Silencio has a lighter touch than some of the Stereolab records, although a lot of their trademark sounds are here. Moogs, oscillators, and the influence of bossanova, exotic easy listening and Krautrock are all very much in evidence, and in fact the other founding member of the 'Lab, Tim Gane, guests on guitar. One other striking similarity with Stereolab's work is the juxtaposition of luscious, intricately arranged music with explicitly socialist lyrics. This is political protest music made pretty.

Opening track 'The Rules of the Game' has a space-age lounge feel. It is a gentle tune set against a wordy tirade against the ruling classes, which speeds up towards the end - another familiar Stereolab trick. The lyrics are very subtle and to be honest the message can actually miss you if you aren't listening closely enough.

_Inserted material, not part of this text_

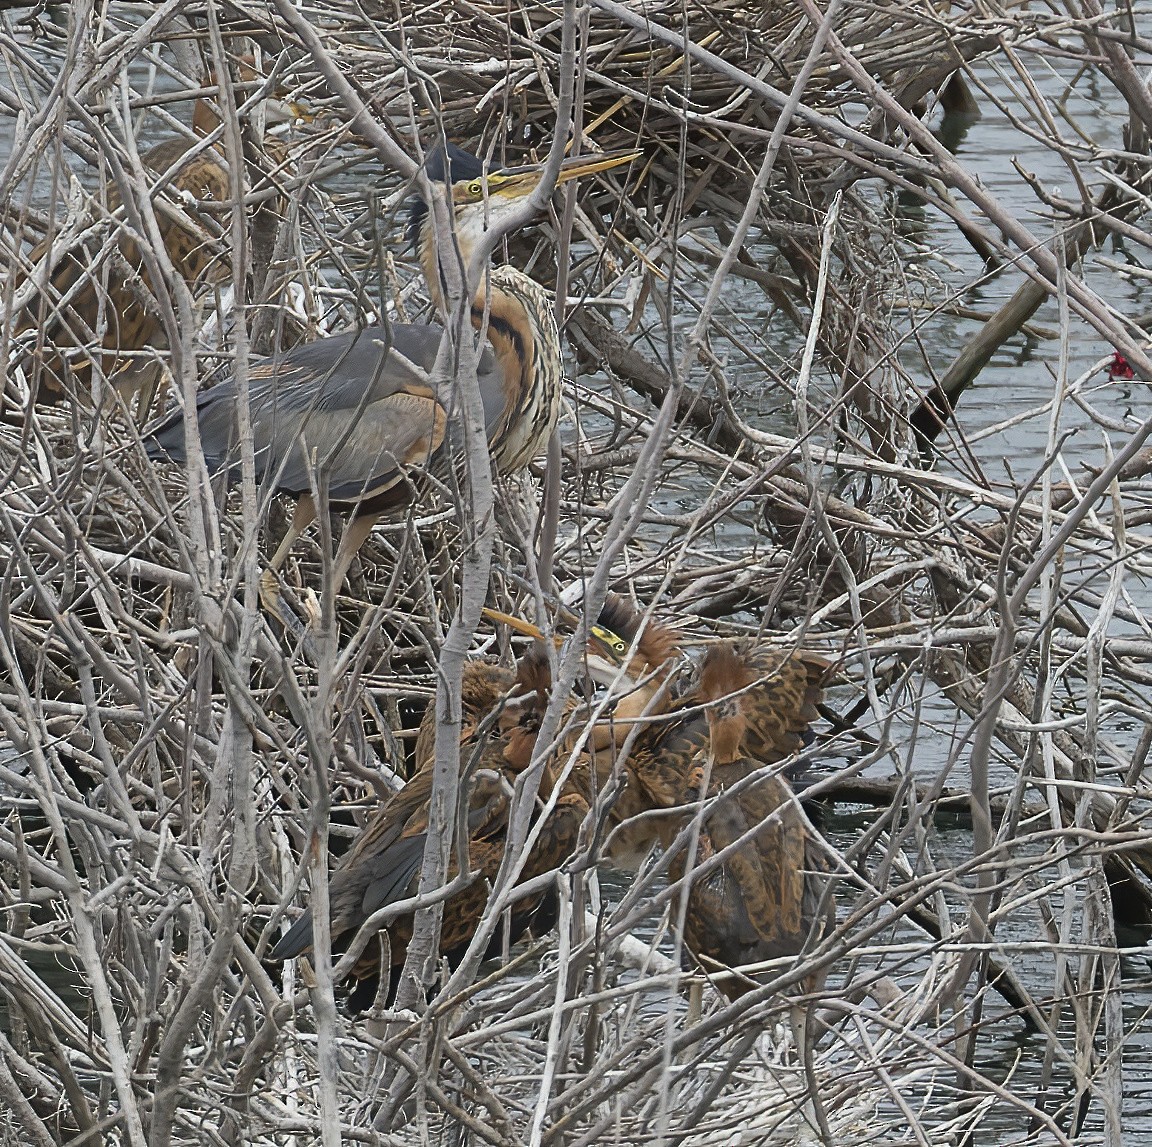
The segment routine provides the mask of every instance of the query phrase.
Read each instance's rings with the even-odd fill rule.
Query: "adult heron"
[[[635,153],[565,160],[557,182],[606,171]],[[462,265],[484,232],[540,185],[543,165],[485,172],[475,156],[449,144],[429,153],[428,177],[450,184],[455,241]],[[433,298],[443,298],[432,213],[413,200],[410,234]],[[521,469],[556,425],[563,363],[552,296],[513,267],[497,267],[471,302],[472,325],[486,345],[477,367],[485,432],[496,470]],[[373,525],[412,497],[410,474],[444,461],[455,380],[431,379],[442,329],[390,323],[320,339],[253,363],[249,417],[258,480],[296,499],[292,522],[261,577],[265,607],[278,612],[278,573],[293,544],[315,520],[313,489],[348,507],[349,521],[333,564],[342,584]],[[210,472],[239,475],[238,390],[228,379],[196,404],[200,442]],[[184,412],[153,429],[149,457],[185,459]]]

'Find Me the Pulse of the Universe' is lush and acoustic, 'Lightning Thunderbolt' is full of dreamy, spacey sounds, and 'Silent Spot' is atmospheric. It is possible that this is one of the warmest and most sensuous records Sadier has put her name to.

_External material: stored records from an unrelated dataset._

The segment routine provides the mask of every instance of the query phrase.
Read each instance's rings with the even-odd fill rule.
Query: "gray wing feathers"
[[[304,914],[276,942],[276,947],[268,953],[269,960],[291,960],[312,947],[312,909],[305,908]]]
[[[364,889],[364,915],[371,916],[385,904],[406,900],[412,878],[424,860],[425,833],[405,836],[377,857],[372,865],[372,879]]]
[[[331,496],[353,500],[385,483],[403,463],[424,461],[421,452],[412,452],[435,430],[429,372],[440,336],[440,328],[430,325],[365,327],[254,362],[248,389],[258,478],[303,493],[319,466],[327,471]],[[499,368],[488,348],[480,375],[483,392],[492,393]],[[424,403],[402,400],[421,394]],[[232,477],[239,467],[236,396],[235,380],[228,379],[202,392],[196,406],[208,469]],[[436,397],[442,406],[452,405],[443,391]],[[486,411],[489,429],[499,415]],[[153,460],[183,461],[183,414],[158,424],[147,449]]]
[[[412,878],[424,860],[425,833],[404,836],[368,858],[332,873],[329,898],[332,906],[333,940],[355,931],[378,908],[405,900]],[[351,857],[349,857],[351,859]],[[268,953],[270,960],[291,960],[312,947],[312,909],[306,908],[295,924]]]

'Auscultation to the Nation' (I'm not ashamed to say I had to look that one up – it means the term for listening to the internal sounds of the body, usually using a stethoscope) spells out why the G20 and large financial institutions are illegitimate against a jangly up-tempo backing, before breaking into an extended coda of arresting electronic noise.

'Between Earth and Heaven' is not unlike the samba influenced moments of Stereolab, and 'Fragment Pour Le Future De L'Homme' is actually sung in English and is a delightful multi-layered slice of funk and analog synths, whilst 'Merci De M'Avoir Donne' manages to remind me of Serge Gainsbourg and 808 State at the same time. 'Next Time You See Me' is a great little slice of 60s influenced pop, complete with some of Laetitia's distinctive "ba-ba-ba" refrains.

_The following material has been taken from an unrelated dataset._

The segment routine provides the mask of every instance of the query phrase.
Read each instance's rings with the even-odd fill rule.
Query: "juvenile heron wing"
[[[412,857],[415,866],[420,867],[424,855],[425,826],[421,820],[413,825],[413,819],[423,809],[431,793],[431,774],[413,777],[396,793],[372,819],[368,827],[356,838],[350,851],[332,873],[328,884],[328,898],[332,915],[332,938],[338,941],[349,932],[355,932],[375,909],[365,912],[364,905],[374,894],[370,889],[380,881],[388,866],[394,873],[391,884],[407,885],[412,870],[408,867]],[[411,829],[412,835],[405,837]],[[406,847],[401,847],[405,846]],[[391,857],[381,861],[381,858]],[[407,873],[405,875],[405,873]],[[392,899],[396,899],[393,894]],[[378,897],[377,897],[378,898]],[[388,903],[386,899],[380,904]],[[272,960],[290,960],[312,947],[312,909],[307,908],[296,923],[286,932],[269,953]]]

The closing 'Invitation Au Silence' is something original, Laetitia's voice is double-tracked – one is English and whispered, the other is a French translation and coated in reverb. There is no music and it ends with a minute of "silence" recorded inside a church in the south of France. "Listen how resonant with truth silence is," are the last words that she speaks on the album.

Silencio is much more than a side project, and it actually fills the gap left by Stereolab very well. It does sound like them so much, I wonder why it hasn't been released under their name. Unlike classic Stereolab however, this album does lack the strong tunes to hook the listener in. There are a couple of songs that just pass me by, and it took me quite a few listens before the stand-out tracks really grabbed me. There is still much to admire and lose yourself in, and in this age when a lot of bands are steering clear of politics, I'm glad to hear Sadier remaining true to her original blueprint of intelligent socialist pop.